U.S. Medical Device Contract Manufacturing Market Summary

Moreover, integration of automation, 3D printing, and smart manufacturing technologies to enhance precision and scalability is anticipated to drive the market growth. In addition, rising investments and strategic mergers and acquisitions in U.S. medical device contract manufacturing is expected to expand the market’s service portfolios, further contributing to market growth.

In addition, in the U.S. Original Equipment Manufacturers (OEMs) are increasingly outsourcing various production processes to improve operational efficiency, reduce capital expenses, and expedite product launches. These companies are increasingly shifting to CMOs to enhance their operations with standard quality, addressing the evolving demands of the medical device industry. Moreover, CMOs support facilitating faster market entry for medical devices, improving production and workflow efficiencies by managing multiple functional areas within production processes. Besides, medical devices companies are increasingly focusing on outsourcing a portion of their production further reducing the pressure on internal resources while maintaining lower costs. In addition, partnering with CMOs reduces the cost of device development by 10-30%, enabling further medical device companies to deliver innovative medical devices to stay ahead in a competitive market. 

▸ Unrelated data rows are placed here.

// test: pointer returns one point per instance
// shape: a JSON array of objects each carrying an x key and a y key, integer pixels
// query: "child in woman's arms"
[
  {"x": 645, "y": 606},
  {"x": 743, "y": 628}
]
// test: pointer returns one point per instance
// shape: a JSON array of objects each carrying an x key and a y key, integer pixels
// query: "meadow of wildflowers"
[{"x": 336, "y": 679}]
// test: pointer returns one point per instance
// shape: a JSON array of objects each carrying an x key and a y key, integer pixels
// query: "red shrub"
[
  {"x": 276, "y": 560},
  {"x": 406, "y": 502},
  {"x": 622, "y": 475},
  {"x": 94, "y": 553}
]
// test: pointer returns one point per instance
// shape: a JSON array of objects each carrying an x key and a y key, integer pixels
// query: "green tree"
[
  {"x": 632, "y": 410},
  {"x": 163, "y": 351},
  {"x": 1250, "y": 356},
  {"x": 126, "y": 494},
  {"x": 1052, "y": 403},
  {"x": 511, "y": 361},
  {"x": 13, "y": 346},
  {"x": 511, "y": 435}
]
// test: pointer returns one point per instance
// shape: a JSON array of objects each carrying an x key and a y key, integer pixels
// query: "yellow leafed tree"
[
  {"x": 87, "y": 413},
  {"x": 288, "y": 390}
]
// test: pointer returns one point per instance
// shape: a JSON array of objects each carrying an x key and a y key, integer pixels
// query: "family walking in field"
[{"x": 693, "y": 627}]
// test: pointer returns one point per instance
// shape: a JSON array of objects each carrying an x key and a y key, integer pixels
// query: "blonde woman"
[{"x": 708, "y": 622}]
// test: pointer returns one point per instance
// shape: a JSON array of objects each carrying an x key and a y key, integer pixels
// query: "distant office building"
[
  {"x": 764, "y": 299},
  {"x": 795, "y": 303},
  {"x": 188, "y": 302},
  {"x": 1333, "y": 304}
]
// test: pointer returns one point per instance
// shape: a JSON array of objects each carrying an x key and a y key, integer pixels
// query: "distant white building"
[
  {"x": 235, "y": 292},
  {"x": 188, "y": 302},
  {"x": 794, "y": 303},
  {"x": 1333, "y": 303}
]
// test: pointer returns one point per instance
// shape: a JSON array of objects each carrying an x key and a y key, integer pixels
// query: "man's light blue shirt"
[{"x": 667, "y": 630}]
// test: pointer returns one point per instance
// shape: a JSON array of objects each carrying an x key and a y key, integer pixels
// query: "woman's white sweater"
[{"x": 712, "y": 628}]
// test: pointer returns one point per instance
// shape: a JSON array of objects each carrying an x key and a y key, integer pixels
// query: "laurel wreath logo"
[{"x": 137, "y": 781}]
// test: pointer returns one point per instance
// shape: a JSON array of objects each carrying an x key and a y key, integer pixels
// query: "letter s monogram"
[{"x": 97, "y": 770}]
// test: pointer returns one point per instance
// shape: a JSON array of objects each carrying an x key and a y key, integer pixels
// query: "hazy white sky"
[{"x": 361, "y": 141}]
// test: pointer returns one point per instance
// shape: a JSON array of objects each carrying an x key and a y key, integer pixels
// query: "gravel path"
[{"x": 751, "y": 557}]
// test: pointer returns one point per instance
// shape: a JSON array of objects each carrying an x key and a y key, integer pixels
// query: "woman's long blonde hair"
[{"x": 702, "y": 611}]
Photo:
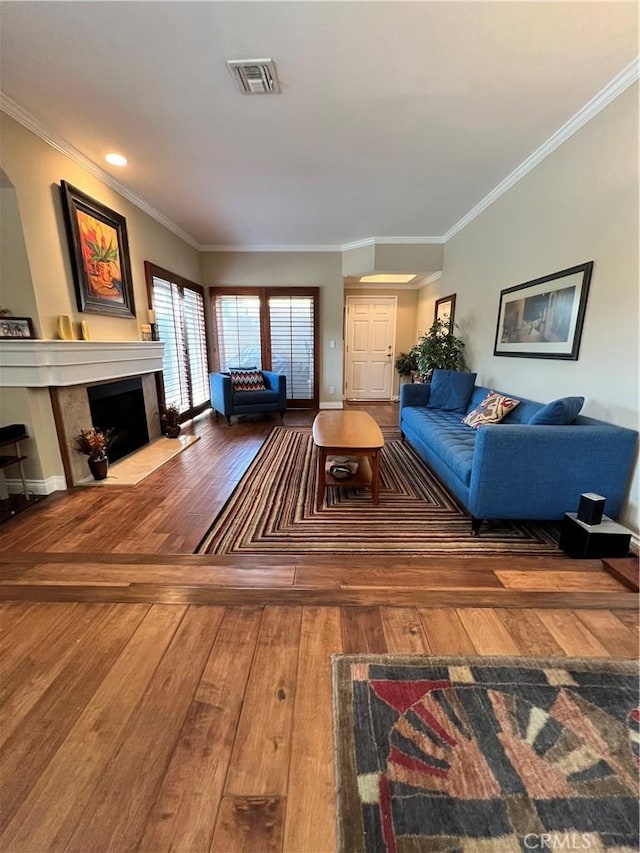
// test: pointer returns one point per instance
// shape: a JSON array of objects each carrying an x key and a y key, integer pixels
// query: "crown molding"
[
  {"x": 8, "y": 106},
  {"x": 611, "y": 91},
  {"x": 249, "y": 247}
]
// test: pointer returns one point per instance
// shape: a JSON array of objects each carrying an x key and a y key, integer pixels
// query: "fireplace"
[{"x": 120, "y": 406}]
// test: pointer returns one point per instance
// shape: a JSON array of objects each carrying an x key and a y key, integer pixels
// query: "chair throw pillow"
[
  {"x": 451, "y": 390},
  {"x": 559, "y": 412},
  {"x": 491, "y": 410},
  {"x": 247, "y": 380}
]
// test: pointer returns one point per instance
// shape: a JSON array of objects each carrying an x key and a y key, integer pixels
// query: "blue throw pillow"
[
  {"x": 559, "y": 412},
  {"x": 451, "y": 390}
]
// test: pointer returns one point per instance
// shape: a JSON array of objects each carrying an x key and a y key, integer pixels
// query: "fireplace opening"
[{"x": 120, "y": 406}]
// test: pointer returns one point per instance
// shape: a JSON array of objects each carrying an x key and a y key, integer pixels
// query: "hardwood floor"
[{"x": 156, "y": 700}]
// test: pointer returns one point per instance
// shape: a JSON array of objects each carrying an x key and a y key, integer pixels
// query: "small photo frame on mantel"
[
  {"x": 445, "y": 309},
  {"x": 16, "y": 327}
]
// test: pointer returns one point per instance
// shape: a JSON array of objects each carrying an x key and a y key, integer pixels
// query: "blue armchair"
[{"x": 227, "y": 402}]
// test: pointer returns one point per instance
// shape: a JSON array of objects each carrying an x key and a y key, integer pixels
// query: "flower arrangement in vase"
[
  {"x": 94, "y": 444},
  {"x": 171, "y": 421}
]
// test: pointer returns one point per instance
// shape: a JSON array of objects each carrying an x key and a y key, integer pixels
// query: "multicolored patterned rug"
[
  {"x": 485, "y": 755},
  {"x": 272, "y": 510}
]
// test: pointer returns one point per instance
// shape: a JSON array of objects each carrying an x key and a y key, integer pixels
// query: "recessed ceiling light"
[
  {"x": 389, "y": 278},
  {"x": 116, "y": 159}
]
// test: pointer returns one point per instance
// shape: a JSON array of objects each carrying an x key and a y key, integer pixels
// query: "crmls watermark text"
[{"x": 557, "y": 841}]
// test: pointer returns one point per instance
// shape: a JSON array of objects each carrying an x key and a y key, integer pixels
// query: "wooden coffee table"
[{"x": 352, "y": 434}]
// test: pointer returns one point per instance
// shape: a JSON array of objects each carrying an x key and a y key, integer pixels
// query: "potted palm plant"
[
  {"x": 94, "y": 443},
  {"x": 439, "y": 348},
  {"x": 406, "y": 365}
]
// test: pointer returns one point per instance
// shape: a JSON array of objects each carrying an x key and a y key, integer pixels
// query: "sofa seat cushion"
[
  {"x": 255, "y": 398},
  {"x": 450, "y": 440}
]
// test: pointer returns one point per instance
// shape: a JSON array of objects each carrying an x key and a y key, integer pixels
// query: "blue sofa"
[
  {"x": 513, "y": 469},
  {"x": 227, "y": 402}
]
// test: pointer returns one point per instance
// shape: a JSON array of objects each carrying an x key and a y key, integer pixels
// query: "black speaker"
[{"x": 591, "y": 508}]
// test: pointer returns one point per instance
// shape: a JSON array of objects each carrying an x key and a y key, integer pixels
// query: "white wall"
[{"x": 580, "y": 204}]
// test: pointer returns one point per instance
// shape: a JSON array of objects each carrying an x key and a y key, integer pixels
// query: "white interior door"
[{"x": 370, "y": 342}]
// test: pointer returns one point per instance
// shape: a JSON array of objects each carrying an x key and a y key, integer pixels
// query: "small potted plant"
[
  {"x": 406, "y": 365},
  {"x": 94, "y": 443},
  {"x": 171, "y": 421},
  {"x": 439, "y": 348}
]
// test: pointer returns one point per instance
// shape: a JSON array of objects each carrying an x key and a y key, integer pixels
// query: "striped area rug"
[{"x": 272, "y": 510}]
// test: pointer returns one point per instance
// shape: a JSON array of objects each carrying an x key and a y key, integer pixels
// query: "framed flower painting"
[{"x": 99, "y": 255}]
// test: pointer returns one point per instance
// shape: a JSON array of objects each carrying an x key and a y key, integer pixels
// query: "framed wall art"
[
  {"x": 445, "y": 309},
  {"x": 543, "y": 318},
  {"x": 16, "y": 327},
  {"x": 99, "y": 255}
]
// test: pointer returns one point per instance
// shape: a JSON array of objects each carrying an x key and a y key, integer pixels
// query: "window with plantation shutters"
[
  {"x": 291, "y": 328},
  {"x": 271, "y": 329},
  {"x": 238, "y": 331},
  {"x": 180, "y": 325}
]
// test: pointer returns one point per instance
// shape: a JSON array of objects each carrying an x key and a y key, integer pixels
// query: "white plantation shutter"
[
  {"x": 238, "y": 331},
  {"x": 291, "y": 323},
  {"x": 196, "y": 346},
  {"x": 180, "y": 326}
]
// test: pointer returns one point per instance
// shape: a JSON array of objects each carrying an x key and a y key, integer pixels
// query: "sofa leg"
[{"x": 475, "y": 525}]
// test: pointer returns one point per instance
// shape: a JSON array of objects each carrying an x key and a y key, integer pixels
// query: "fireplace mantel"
[{"x": 44, "y": 364}]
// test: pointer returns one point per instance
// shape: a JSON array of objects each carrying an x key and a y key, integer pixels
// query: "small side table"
[{"x": 607, "y": 539}]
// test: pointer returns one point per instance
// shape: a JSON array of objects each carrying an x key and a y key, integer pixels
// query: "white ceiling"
[{"x": 395, "y": 118}]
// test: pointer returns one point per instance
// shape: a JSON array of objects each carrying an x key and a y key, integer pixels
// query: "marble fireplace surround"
[{"x": 67, "y": 368}]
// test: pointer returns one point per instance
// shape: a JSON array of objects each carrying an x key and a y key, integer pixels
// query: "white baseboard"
[{"x": 37, "y": 487}]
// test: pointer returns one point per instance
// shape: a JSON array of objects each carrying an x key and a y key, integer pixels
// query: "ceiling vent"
[{"x": 255, "y": 76}]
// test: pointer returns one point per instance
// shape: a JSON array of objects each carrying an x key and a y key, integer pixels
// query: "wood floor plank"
[
  {"x": 564, "y": 581},
  {"x": 529, "y": 633},
  {"x": 249, "y": 825},
  {"x": 362, "y": 631},
  {"x": 260, "y": 759},
  {"x": 445, "y": 632},
  {"x": 116, "y": 816},
  {"x": 185, "y": 808},
  {"x": 70, "y": 777},
  {"x": 25, "y": 682},
  {"x": 572, "y": 634},
  {"x": 614, "y": 635},
  {"x": 488, "y": 634},
  {"x": 25, "y": 755},
  {"x": 310, "y": 805},
  {"x": 403, "y": 631}
]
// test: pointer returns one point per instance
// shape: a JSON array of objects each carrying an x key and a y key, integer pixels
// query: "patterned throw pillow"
[
  {"x": 247, "y": 380},
  {"x": 491, "y": 410}
]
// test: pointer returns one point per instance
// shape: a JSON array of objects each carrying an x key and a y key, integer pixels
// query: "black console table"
[{"x": 10, "y": 437}]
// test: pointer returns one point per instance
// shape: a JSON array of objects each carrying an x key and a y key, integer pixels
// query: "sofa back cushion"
[
  {"x": 562, "y": 411},
  {"x": 451, "y": 390}
]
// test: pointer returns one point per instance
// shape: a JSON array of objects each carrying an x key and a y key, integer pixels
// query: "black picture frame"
[
  {"x": 445, "y": 310},
  {"x": 16, "y": 328},
  {"x": 543, "y": 318},
  {"x": 99, "y": 249}
]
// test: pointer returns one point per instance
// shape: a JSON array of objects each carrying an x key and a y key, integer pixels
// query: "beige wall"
[
  {"x": 407, "y": 301},
  {"x": 579, "y": 204},
  {"x": 291, "y": 269},
  {"x": 36, "y": 269},
  {"x": 35, "y": 169}
]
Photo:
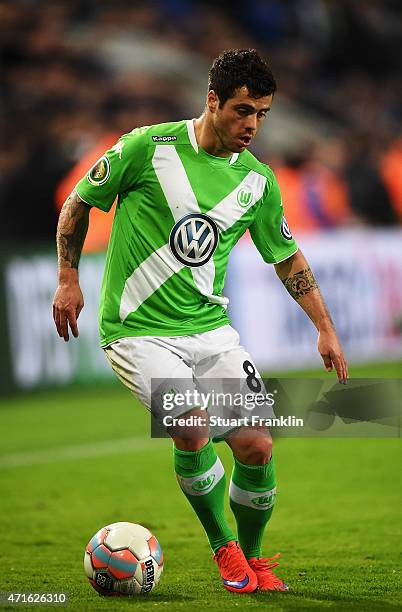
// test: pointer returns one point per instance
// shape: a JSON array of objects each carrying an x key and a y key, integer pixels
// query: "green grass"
[{"x": 337, "y": 521}]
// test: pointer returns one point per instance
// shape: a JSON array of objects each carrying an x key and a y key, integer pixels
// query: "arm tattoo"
[
  {"x": 71, "y": 231},
  {"x": 300, "y": 283}
]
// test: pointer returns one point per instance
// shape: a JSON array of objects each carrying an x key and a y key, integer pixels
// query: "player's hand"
[
  {"x": 67, "y": 304},
  {"x": 331, "y": 352}
]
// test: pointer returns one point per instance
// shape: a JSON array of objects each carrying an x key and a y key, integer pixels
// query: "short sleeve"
[
  {"x": 118, "y": 170},
  {"x": 270, "y": 231}
]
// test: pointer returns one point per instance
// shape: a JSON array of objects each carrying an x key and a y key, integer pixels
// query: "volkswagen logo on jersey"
[
  {"x": 285, "y": 231},
  {"x": 194, "y": 239}
]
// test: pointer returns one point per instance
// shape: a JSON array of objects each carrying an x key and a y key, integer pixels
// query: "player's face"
[{"x": 237, "y": 122}]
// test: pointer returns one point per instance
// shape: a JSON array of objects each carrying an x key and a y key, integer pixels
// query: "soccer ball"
[{"x": 123, "y": 559}]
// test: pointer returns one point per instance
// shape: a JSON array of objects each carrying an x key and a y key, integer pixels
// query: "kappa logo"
[
  {"x": 203, "y": 484},
  {"x": 285, "y": 231},
  {"x": 118, "y": 148},
  {"x": 194, "y": 239},
  {"x": 100, "y": 172},
  {"x": 164, "y": 138},
  {"x": 244, "y": 198}
]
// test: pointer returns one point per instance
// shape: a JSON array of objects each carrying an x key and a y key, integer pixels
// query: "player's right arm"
[
  {"x": 116, "y": 171},
  {"x": 71, "y": 231}
]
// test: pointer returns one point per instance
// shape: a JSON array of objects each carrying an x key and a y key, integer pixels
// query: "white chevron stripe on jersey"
[
  {"x": 182, "y": 201},
  {"x": 147, "y": 278},
  {"x": 161, "y": 265}
]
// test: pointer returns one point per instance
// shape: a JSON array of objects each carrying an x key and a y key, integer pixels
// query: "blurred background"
[{"x": 76, "y": 75}]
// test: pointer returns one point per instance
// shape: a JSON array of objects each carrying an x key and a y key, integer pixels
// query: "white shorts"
[{"x": 213, "y": 362}]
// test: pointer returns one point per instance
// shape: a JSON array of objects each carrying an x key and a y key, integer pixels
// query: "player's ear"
[{"x": 212, "y": 101}]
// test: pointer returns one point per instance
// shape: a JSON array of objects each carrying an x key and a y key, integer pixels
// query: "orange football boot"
[
  {"x": 267, "y": 581},
  {"x": 235, "y": 571}
]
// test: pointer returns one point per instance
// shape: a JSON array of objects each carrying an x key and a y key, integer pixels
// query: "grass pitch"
[{"x": 73, "y": 461}]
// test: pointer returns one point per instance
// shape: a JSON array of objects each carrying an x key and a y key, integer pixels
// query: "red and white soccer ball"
[{"x": 123, "y": 559}]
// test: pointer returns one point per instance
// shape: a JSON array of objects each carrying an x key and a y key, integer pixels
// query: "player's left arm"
[{"x": 298, "y": 278}]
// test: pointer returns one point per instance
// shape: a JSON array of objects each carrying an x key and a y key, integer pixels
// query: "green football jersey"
[{"x": 179, "y": 213}]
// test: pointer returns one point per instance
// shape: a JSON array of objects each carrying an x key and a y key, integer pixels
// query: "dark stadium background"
[{"x": 75, "y": 75}]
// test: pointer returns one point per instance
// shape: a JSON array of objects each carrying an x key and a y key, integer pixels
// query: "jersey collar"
[{"x": 194, "y": 143}]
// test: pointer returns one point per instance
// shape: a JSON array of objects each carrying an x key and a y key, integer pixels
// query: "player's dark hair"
[{"x": 238, "y": 67}]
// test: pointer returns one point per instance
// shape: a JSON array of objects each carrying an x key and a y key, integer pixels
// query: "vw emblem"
[{"x": 194, "y": 239}]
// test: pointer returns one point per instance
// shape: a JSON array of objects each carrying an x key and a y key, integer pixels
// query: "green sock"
[
  {"x": 202, "y": 479},
  {"x": 252, "y": 496}
]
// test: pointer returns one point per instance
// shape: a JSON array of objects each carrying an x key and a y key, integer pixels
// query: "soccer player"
[{"x": 187, "y": 191}]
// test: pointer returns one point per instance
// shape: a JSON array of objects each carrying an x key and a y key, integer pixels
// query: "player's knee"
[{"x": 253, "y": 450}]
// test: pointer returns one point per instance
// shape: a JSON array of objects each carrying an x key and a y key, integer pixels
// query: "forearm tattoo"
[
  {"x": 71, "y": 231},
  {"x": 300, "y": 283}
]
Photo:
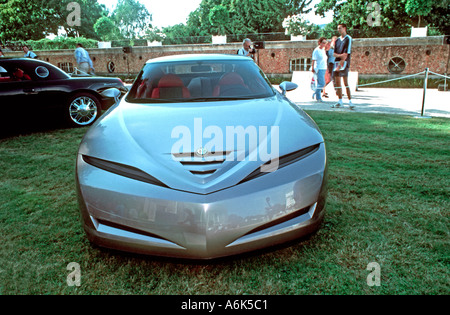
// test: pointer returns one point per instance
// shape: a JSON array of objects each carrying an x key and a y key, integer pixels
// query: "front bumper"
[{"x": 130, "y": 215}]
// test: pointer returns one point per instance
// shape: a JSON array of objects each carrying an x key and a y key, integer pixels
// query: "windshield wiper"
[{"x": 212, "y": 99}]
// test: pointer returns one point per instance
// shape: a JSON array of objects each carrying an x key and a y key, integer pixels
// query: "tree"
[
  {"x": 132, "y": 18},
  {"x": 394, "y": 17},
  {"x": 23, "y": 20},
  {"x": 246, "y": 16},
  {"x": 219, "y": 17},
  {"x": 106, "y": 29}
]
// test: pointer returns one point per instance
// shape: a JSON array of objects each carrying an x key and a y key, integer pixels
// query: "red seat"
[
  {"x": 170, "y": 86},
  {"x": 231, "y": 78}
]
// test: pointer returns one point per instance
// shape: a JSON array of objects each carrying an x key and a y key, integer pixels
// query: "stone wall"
[{"x": 369, "y": 56}]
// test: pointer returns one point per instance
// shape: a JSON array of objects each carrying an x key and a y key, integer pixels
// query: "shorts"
[{"x": 343, "y": 73}]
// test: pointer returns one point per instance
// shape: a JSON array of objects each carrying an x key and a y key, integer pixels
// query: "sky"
[{"x": 171, "y": 12}]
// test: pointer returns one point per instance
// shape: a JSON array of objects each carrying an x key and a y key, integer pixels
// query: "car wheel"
[{"x": 84, "y": 109}]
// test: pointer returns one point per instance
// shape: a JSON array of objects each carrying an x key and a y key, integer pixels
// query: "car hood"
[{"x": 167, "y": 140}]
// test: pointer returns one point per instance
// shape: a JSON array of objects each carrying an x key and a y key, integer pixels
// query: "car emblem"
[{"x": 201, "y": 152}]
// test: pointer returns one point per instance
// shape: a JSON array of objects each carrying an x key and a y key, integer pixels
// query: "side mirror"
[
  {"x": 112, "y": 93},
  {"x": 287, "y": 86}
]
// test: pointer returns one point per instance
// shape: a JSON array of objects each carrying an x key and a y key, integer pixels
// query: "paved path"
[{"x": 376, "y": 100}]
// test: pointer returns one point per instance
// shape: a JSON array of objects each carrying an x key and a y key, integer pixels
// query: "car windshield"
[{"x": 197, "y": 81}]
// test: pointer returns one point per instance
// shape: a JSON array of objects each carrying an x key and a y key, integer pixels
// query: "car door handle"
[{"x": 30, "y": 91}]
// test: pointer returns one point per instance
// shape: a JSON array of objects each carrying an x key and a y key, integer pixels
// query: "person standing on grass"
[
  {"x": 28, "y": 52},
  {"x": 329, "y": 48},
  {"x": 319, "y": 67},
  {"x": 84, "y": 61},
  {"x": 342, "y": 53}
]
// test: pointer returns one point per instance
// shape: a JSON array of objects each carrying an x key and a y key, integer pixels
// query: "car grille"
[{"x": 201, "y": 166}]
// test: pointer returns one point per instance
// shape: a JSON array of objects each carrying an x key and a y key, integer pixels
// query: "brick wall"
[{"x": 369, "y": 56}]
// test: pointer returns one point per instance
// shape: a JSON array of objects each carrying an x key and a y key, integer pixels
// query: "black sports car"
[{"x": 37, "y": 90}]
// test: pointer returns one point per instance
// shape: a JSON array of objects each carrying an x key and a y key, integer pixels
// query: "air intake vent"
[
  {"x": 123, "y": 170},
  {"x": 202, "y": 165},
  {"x": 283, "y": 161}
]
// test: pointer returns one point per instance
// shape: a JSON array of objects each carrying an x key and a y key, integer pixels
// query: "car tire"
[{"x": 83, "y": 109}]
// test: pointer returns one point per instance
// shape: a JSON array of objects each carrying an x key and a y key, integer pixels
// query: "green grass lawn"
[{"x": 388, "y": 203}]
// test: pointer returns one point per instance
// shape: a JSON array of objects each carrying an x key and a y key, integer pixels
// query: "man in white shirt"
[
  {"x": 84, "y": 61},
  {"x": 28, "y": 52},
  {"x": 246, "y": 50},
  {"x": 319, "y": 66}
]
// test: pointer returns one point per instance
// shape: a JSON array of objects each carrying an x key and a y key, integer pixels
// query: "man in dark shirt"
[{"x": 342, "y": 53}]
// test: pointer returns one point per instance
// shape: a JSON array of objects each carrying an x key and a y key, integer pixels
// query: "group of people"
[
  {"x": 331, "y": 62},
  {"x": 26, "y": 50}
]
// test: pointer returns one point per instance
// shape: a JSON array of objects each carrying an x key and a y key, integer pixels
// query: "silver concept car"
[{"x": 203, "y": 158}]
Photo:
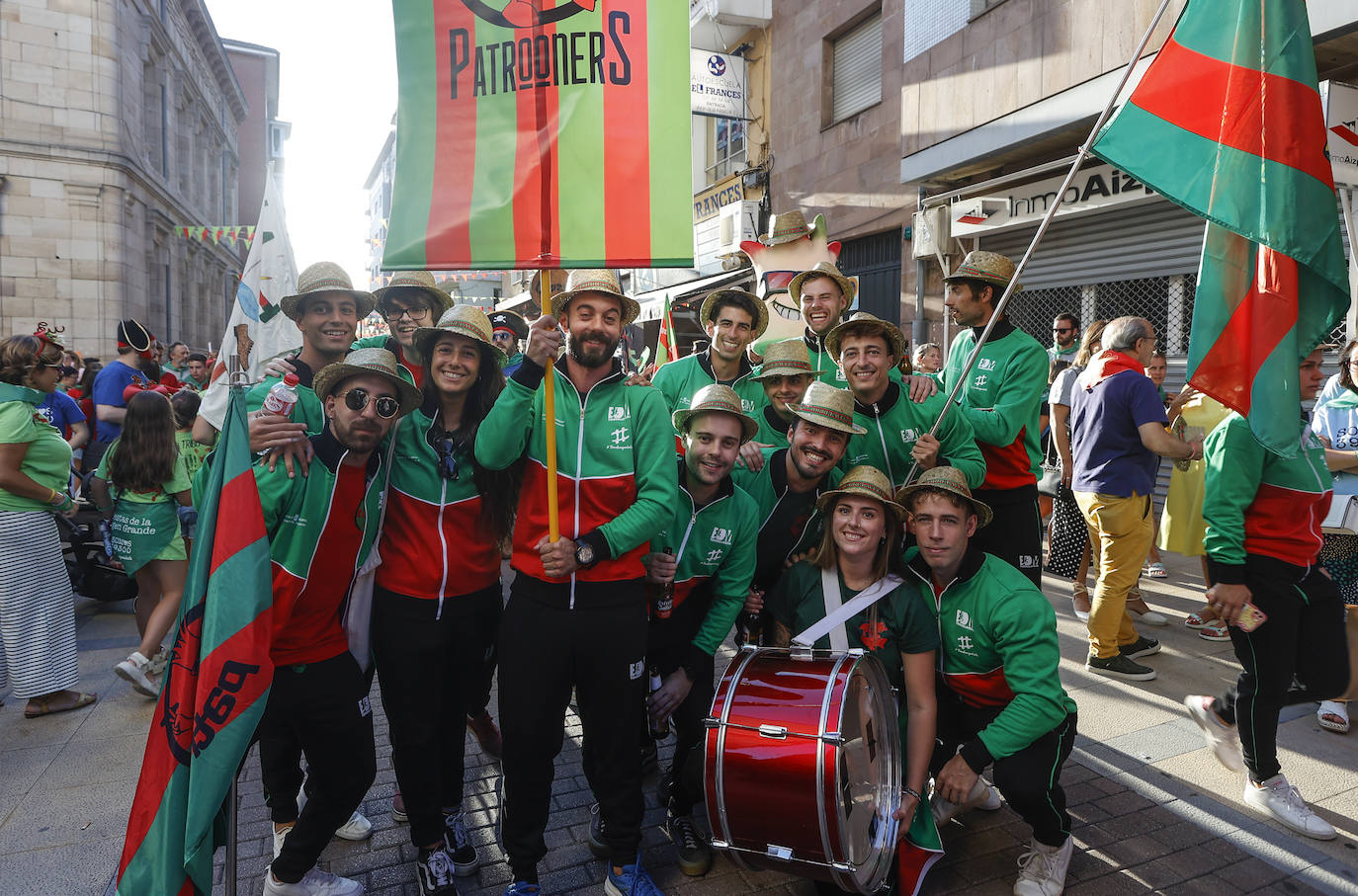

Moreover, in the U.S., strict regulatory standards imposed by the FDA necessitate contract manufacturers to establish comprehensive quality control systems, enhancing their competitiveness on a global scale. Moreover, with the increasing demand for smart and connected devices, medical device contract manufacturers are investing in Internet of Medical Things to focus on adhering the cybersecurity standards. In addition, trends such as reshoring and diversifying supply chains are expected to accelerate geopolitical developments and recent tariff adjustments, which further supports market growth.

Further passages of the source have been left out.